私のバースプランはお産のスタイルにこだわりはなく、夫と3歳の娘と一緒に赤ちゃんを迎える『家族でお産』が第一の希望でした。夫の希望は臍の緒を切りたい、娘と赤ちゃんをずっと一緒にいさせてやりたいとのことでした。そうなると病院出産ではできないことなので、どうしても助産所で産みたいと日に日に強く思うようになりました。
■待ちに待ったお産
嘱託医から「赤ちゃんかなり大きいね」と言われていたので、きっと早めに生まれてくるだろうと思いきや予定日を過ぎても生まれてくる兆しがなく、毎日を悶々と過ごしていました。42週になれば病院出産になるので、それまでになんとか生まれてきてねとお腹の赤ちゃんに話しかけていました。

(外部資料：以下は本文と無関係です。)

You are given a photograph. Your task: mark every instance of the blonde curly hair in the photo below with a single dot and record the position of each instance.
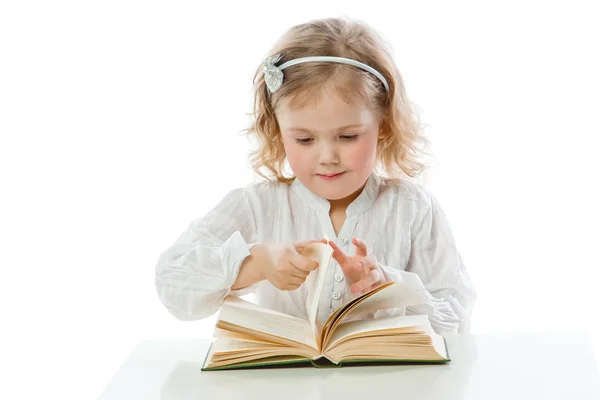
(398, 152)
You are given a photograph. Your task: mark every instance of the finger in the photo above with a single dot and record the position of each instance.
(338, 255)
(301, 245)
(303, 263)
(299, 273)
(372, 277)
(361, 247)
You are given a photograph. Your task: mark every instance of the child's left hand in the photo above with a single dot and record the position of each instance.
(362, 269)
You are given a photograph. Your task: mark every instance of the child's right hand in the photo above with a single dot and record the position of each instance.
(284, 266)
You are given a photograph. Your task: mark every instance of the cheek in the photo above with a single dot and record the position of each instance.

予定日を10日過ぎた9月23日(金)の午前6時頃、なんとなく陣痛らしき痛みを感じて起床。夫と娘を起こして身仕度を整えて、7時40分頃に野の花に到着しました。着いた時には10分間隔になり、初産の時と違って物凄いスピードでお産が進んでいくのに驚きました。住宅街だしギャーギャー叫ばないぞと思ってはいましたが、まったく駄目でした(笑)。痛い!!ぐうぇ〜!とかよくわからない叫び声をあげながらのお産になりました。あまりの痛みにへこたれそうになっている時に、石村さんが「今が一番痛い時だね」と励ましてくれながら暖かくて柔らかい手で腰をさすってくれました。時折、ラベンダーオイルの匂いが漂ってきたり、高橋さんが頻繁にオイルを塗って会陰保護してくれているのもわかりました。ベテラン伴走者に付き添われながらフルマラソンを走っているような感じでした。

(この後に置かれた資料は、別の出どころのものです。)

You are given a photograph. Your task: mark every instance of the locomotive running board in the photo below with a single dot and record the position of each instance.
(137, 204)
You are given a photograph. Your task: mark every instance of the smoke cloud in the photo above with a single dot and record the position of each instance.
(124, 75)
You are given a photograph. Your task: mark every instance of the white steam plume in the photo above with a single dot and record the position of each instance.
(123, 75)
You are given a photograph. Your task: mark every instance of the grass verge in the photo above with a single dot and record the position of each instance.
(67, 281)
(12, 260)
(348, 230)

赤ちゃんの頭が見え隠れし始めた時に、私がいきんでいるのをみて自分もいきんだのか、娘が小さい声で「うんち出ちゃった」と申告してきた時は、思わず笑ってしまいました。夫は私の手を握り水を飲まし、カメラを回し、娘のオムツ替えをし、立ち会い出産というよりは参加出産という感じで、バースプランの『家族でお産』がかないました。

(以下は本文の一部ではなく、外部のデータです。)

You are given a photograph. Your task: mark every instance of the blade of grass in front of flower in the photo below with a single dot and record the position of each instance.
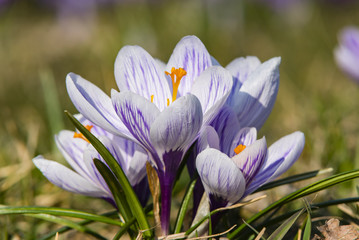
(82, 223)
(59, 212)
(295, 178)
(115, 189)
(68, 223)
(280, 232)
(312, 188)
(154, 185)
(184, 206)
(131, 197)
(194, 227)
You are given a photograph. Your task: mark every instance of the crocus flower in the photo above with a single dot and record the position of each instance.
(86, 179)
(161, 108)
(228, 176)
(347, 53)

午後12時20分に待ちに待った赤ちゃんが生まれました。私は事前に性別を聞いていなかったので、赤ちゃんが生まれてきた時に「どっちですか?」と聞いたら、石村さんが「自分で見てみ。お父さんはもう見えたみたいだよ」と言われました。自分の眼で小さなおチンチンを確認してみるとなんとも言えない不思議な感動がありました。てっきりテレビドラマとかでよく見る、助産師さんが赤ちゃんを高々と掲げて「ほら、元気な男の子ですよ!」という場面を想像していましたが、石村さんと高橋さんは最後まで裏方に徹しているのだなと思いました。上の子と同じように夫が臍の緒を切り、なんと体重は4120g、身長は56.5cmのビックベビーちゃんでした。
赤ちゃんの名前は颯士(そうし)と名付けました。
■家族揃っての入院生活
家族揃って、3泊4日を過ごしました。娘と私と颯士はベッドで川の字で、夫はベッドの横に布団を敷いて眠りました。夫は娘と颯士が並んで眠っているのを見てとても嬉しそうにしていました。自宅のように家族で食卓を囲めることも私たちにとってはとても幸せなことでした。
毎朝、洗濯機の回る音や料理をしている音が聞こえてきて、自分が今入院していることを忘れてしまうような居心地の良さでした。めったに行くことのできない田舎の親戚宅に泊まっているようで、退院の日は家族みんな一抹の寂しさを感じました。
■家族が主役であること
野の花のいいなと思うところは、お産の主役はお母さんと家族であることを徹底していること、それからいい意味で大雑把なところ(笑)。私はどちらかというと不真面目妊婦でしたが、お産のために一度もああしなさいこうしなさいと言われなかったことが、私にとって快適な妊婦生活を送る糧になり、それが産後の育児も楽にしてくれているのだと思います。
家族が主役のお産は、やっぱり近代的な病院施設より家の方がしっくりきます。そして助産所は、病院では拾い上げれない医療の外にあるもの(対話、家族、アットホーム、自然、育児支援…)をとても大事にしています。私にとってはそれが安心して産むための大事な要素でした。助産所出産は出産総数の約1%ですが、助産所出産をする人が少しずつでも増えてきてほしいと思います。お母さんたちが安心して子どもを産み育てていくために。石村さん高橋さんには野の花をずっと守っていってもらいたいと心から願っています。